Sandel classifica o pensamento da Filosofia Política, aquela que trata da justeza na repartição dos ônus e bônus da vida em sociedade, em três grandes correntes: utilitarismo que indica ser justa a atitude que assegura a maior felicidade para o maior número de pessoas; liberalismo que aponta como justa a atitude de respeito à liberdade de escolha individual que não macule a liberdade dos outros; virtuosismo que diz ser politicamente justo o cultivo da virtude e a preocupação com o bem comum. Declarando sua preferência entre as teses, Sandel diz que não se alcança sociedade justa simplesmente maximizando a utilidade ou garantindo a liberdade de escolha; é preciso definir valores morais coletivos e incuti-los nas pessoas, mostrando as atitudes conducentes a valores morais positivos.
Ao primeiro olhar a argumentação do professor-filósofo é encantadora porque, partindo de Aristóteles, afirma ser boa constituição política aquela que conduz os cidadãos para a honestidade e retidão moral e que há obrigações independentes da vontade do indivíduo, decorrentes da inserção numa classe e que, apesar da ausência de liberdade em relação a esses encargos, é possível ser livre. O encanto desmorona ao indagar quem define quais condutas são boas e quais, más? O que acontece com quem discorda e se conduz conforme suas próprias definições? Como alguém é livre se há moral do Estado?

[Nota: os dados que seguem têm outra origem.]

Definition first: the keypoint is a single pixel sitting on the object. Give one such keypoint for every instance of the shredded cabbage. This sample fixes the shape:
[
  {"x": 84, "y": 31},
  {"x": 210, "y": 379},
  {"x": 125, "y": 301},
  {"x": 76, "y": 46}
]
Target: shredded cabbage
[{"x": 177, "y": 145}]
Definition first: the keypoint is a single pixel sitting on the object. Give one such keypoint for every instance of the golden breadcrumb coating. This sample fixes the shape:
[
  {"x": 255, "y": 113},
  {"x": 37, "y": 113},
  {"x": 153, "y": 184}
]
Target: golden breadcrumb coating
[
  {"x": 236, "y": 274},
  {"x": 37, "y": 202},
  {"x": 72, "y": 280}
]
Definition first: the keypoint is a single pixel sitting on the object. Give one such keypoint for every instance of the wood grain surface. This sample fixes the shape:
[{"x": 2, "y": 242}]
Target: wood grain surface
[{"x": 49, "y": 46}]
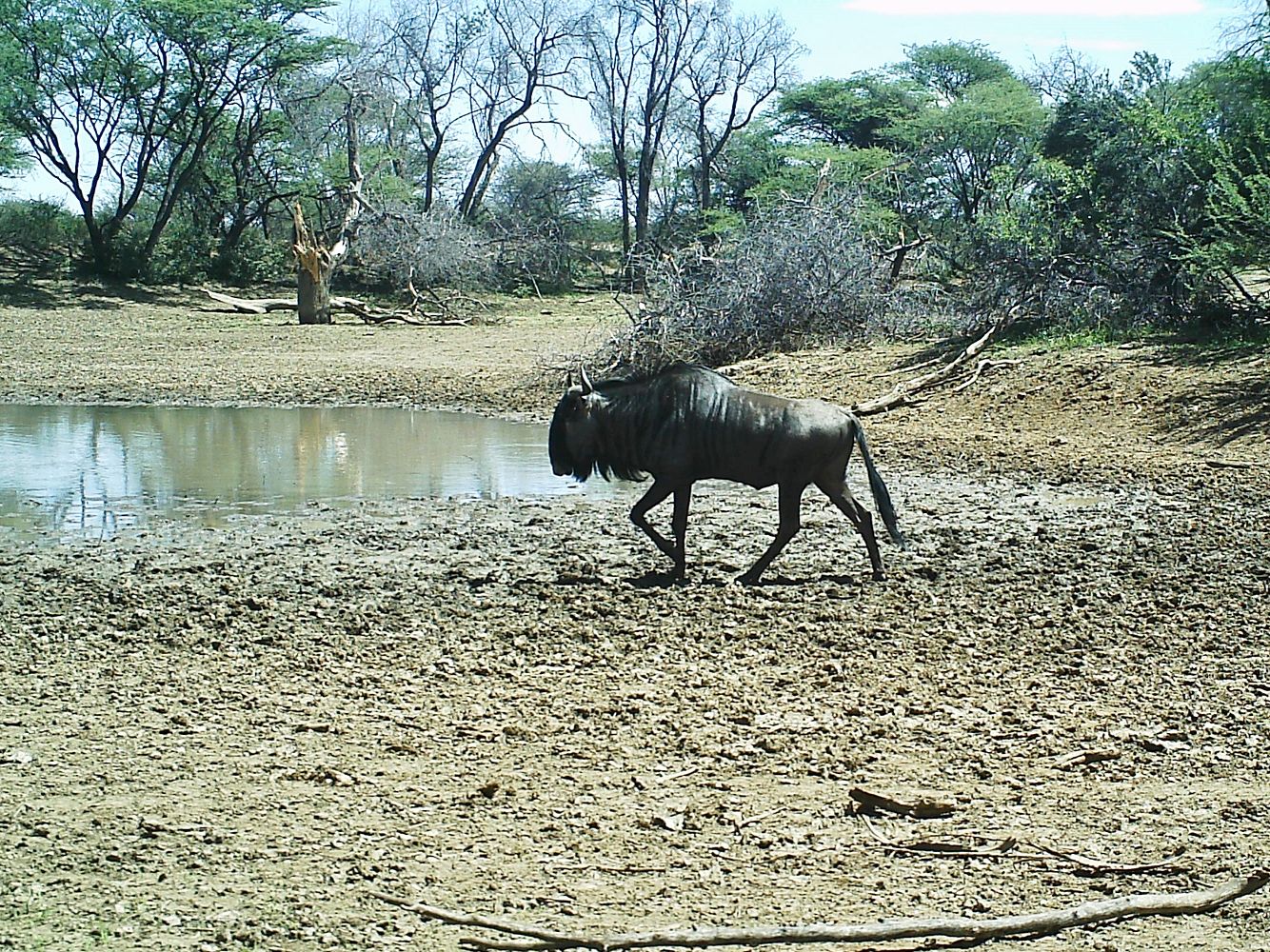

Ao viver em Estado desprovido de religião ou ideologia oficial as pessoas perdem as referências para reconhecer na liberdade de opinião, locomoção, conduta pessoal e empreendimento a maior conquista política da gente comum. As elites fruem liberdades em qualquer regime político. As elites sempre são livres. O povo é livre apenas quando se nega ao Estado o poder de incutir crença religiosa ou ideológica.
A liberdade de escolha ocorre dentro das limitações que os grupos, nos quais o indivíduo está inserido, estabelecem. Família, escola, igreja, grêmios, trabalho, modulam as condutas moralmente aceitas ou reprovadas. O poder político erigido em Estado deve existir para garantir ao indivíduo a possibilidade de fazer opções, ainda que elas sejam minoritárias e dissonantes das agregações sociais. A tese esposada por Sandel faz o Estado inibir a liberdade porque, a pretexto de futuro no qual as pessoas sejam boas e justas na perspectiva de quem está no poder, os indivíduos passam a ser tangidos como admirável gado novo.